Industria 4.0: utopia per il capitale, incubo per i lavoratori
Quindi nessuna novità. C’è solo un’ulteriore tappa tecnologica nei modi di produrre che, come in passato, portano alla sostituzione di lavoro umano con lavoro automatizzato. La novità sta nel fatto che i software di autoapprendimento riescono a svolgere anche i cosiddetti lavori “intellettuali”, prevalentemente impiegatizi.

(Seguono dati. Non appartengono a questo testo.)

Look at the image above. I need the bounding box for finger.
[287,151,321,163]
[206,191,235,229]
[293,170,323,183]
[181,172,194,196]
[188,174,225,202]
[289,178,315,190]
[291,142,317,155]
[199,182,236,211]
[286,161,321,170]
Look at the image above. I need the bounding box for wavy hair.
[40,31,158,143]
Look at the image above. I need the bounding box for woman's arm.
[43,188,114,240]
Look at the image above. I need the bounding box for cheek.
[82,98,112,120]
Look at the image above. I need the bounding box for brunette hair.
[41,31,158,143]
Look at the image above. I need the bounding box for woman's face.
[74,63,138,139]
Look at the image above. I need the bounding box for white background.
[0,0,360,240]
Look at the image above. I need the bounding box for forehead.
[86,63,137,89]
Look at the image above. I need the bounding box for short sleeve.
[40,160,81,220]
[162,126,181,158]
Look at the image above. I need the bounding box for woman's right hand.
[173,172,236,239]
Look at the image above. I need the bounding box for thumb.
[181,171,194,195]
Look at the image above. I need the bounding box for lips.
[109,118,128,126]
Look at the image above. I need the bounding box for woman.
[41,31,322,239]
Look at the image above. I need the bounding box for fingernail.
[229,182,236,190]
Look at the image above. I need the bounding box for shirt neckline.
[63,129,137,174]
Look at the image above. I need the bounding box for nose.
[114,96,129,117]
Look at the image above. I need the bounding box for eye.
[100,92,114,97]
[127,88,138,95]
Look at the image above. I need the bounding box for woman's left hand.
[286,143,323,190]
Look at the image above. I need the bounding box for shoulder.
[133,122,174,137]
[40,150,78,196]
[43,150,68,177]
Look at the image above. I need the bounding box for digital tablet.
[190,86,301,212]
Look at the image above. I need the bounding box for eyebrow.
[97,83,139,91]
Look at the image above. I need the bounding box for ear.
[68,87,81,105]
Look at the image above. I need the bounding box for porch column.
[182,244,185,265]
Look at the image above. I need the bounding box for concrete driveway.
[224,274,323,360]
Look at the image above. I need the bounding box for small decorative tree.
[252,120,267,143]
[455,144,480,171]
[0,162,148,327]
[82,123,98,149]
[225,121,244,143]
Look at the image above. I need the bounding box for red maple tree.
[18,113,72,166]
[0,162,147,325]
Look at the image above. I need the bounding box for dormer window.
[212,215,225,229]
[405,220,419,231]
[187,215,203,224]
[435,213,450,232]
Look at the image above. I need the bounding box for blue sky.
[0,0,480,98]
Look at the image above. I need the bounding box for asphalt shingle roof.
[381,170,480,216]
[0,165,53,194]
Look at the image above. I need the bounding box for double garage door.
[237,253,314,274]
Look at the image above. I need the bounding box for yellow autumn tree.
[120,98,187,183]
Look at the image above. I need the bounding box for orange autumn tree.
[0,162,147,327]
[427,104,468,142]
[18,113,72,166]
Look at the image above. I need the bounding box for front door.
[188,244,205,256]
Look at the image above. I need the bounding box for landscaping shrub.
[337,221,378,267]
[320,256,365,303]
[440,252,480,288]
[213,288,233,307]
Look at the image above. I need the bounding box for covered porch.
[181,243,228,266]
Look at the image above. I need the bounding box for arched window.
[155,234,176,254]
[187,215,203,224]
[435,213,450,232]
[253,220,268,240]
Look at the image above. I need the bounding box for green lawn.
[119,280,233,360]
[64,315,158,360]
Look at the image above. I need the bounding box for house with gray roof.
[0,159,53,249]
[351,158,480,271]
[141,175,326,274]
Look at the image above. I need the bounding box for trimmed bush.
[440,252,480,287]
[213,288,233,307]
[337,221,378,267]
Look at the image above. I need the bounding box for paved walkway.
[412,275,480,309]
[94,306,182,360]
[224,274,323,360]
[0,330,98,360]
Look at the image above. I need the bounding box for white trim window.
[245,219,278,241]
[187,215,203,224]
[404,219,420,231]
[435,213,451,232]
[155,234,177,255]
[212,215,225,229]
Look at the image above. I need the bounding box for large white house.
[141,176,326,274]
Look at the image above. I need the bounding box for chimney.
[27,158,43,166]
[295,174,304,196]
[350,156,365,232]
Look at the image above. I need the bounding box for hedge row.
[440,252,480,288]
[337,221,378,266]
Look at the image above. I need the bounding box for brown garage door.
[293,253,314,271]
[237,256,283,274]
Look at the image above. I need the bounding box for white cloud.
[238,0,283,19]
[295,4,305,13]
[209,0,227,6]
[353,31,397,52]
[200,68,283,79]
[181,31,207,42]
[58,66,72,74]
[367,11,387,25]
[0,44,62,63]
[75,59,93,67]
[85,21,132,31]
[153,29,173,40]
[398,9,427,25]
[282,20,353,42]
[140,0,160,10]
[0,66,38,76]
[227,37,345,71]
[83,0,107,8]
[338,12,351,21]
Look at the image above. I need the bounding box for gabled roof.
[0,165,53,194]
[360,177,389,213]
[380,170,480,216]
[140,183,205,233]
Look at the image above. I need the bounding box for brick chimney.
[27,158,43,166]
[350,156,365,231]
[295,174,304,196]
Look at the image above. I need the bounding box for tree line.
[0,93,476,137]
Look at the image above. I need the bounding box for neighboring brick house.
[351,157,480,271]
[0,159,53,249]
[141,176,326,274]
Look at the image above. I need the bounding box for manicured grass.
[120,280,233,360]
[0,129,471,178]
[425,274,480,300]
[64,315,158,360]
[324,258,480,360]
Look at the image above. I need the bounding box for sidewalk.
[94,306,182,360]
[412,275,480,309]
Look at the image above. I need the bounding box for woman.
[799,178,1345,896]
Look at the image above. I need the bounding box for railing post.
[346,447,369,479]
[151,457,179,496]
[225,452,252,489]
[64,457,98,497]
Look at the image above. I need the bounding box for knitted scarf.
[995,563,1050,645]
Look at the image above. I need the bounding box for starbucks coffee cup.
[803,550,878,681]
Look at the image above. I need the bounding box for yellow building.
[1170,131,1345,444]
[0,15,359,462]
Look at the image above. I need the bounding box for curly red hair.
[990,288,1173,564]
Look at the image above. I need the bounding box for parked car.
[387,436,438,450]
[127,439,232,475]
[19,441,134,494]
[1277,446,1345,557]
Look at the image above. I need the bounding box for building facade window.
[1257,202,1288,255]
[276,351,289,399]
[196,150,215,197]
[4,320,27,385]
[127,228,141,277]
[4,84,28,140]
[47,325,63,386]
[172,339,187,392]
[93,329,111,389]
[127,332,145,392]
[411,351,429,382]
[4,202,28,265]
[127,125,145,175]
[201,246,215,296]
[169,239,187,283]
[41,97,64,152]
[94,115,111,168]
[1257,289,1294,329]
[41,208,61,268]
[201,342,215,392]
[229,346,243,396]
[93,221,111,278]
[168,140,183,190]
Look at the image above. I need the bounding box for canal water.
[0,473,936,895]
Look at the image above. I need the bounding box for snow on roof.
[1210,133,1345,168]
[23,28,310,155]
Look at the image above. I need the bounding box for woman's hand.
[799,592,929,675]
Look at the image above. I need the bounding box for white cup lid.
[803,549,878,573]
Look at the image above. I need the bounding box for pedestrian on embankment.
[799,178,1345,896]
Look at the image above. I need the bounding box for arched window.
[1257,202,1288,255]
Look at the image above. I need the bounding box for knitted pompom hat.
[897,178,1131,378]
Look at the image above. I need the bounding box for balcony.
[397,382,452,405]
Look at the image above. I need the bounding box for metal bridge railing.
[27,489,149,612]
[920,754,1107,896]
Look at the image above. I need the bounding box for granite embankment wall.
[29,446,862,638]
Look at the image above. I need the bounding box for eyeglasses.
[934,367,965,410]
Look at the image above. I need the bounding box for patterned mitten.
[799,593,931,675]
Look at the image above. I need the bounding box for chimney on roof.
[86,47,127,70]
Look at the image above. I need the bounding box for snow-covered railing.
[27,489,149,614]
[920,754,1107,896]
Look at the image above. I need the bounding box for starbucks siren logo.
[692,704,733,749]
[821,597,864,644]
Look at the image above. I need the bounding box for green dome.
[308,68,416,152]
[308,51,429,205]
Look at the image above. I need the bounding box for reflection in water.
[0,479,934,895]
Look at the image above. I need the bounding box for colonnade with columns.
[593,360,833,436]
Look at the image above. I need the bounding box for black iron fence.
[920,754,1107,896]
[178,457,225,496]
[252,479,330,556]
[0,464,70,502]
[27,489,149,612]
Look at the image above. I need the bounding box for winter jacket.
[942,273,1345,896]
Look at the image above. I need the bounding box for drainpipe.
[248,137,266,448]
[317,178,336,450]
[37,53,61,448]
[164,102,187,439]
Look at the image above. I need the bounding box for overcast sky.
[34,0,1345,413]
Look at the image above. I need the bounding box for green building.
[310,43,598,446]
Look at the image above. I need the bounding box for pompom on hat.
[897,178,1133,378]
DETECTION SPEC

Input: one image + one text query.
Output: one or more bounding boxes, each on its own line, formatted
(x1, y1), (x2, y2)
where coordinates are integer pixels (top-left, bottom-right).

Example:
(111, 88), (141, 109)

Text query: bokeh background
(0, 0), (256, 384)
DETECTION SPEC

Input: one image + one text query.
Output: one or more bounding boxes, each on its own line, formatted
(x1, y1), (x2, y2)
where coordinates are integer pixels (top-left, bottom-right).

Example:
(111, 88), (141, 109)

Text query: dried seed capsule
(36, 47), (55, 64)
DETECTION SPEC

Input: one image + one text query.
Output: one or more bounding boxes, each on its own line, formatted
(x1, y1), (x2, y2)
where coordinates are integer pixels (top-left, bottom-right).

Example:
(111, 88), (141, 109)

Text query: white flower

Se un tempo una macchina poteva sostituire il lavoro delle persone ma necessitava comunque del controllo dell’uomo, oggi questa funzione può essere assegnata ad un software con l’ausilio di sensori e telecamere. Ormai abbiamo la tecnologia per automatizzare interamente il ciclo produttivo. C’è effettivamente la possibilità di realizzare un intero impianto senza alcun lavoratore. Ad esempio l’Adidas vuole riportare una parte della sua produzione in Germania, costruendo una fabbrica completamente automatizzata.
In questo caso l’effetto reshoring porta soltanto alla distruzione dei posti di lavoro, senza crearne altri.
Sotto un profilo strettamente tecnico c’è realmente la possibilità di eliminare il cosiddetto capitale variabile, ovvero il salario del lavoratore. Quanto però questo sia compatibile con le leggi del capitalismo è tutto da vedere.
Ma è un bene o un male l’automazione dei processi produttivi? Le macchine sono al servizio o in antagonismo al lavoratore? L’automazione è una risorsa che libera tempo o un incubo che genera la cosiddetta disoccupazione tecnologica con conseguente miseria?
Oggi si discute molto dell’impatto di queste nuove tecnologie nella produzione, con le più disparate soluzioni: tassare i robot che “rubano” il lavoro alle persone, reddito di cittadinanza, ecc. Vogliamo andare a recuperare alcune parti del Capitale di Marx dove si spiega l’inserimento delle macchine nell’industria, non per fare gli apologeti di Marx, né per usare il Capitale come il libro di ricette, ma per dimostrare che certi meccanismi di questo sistema economico sono già stati codificati qualche secolo fa.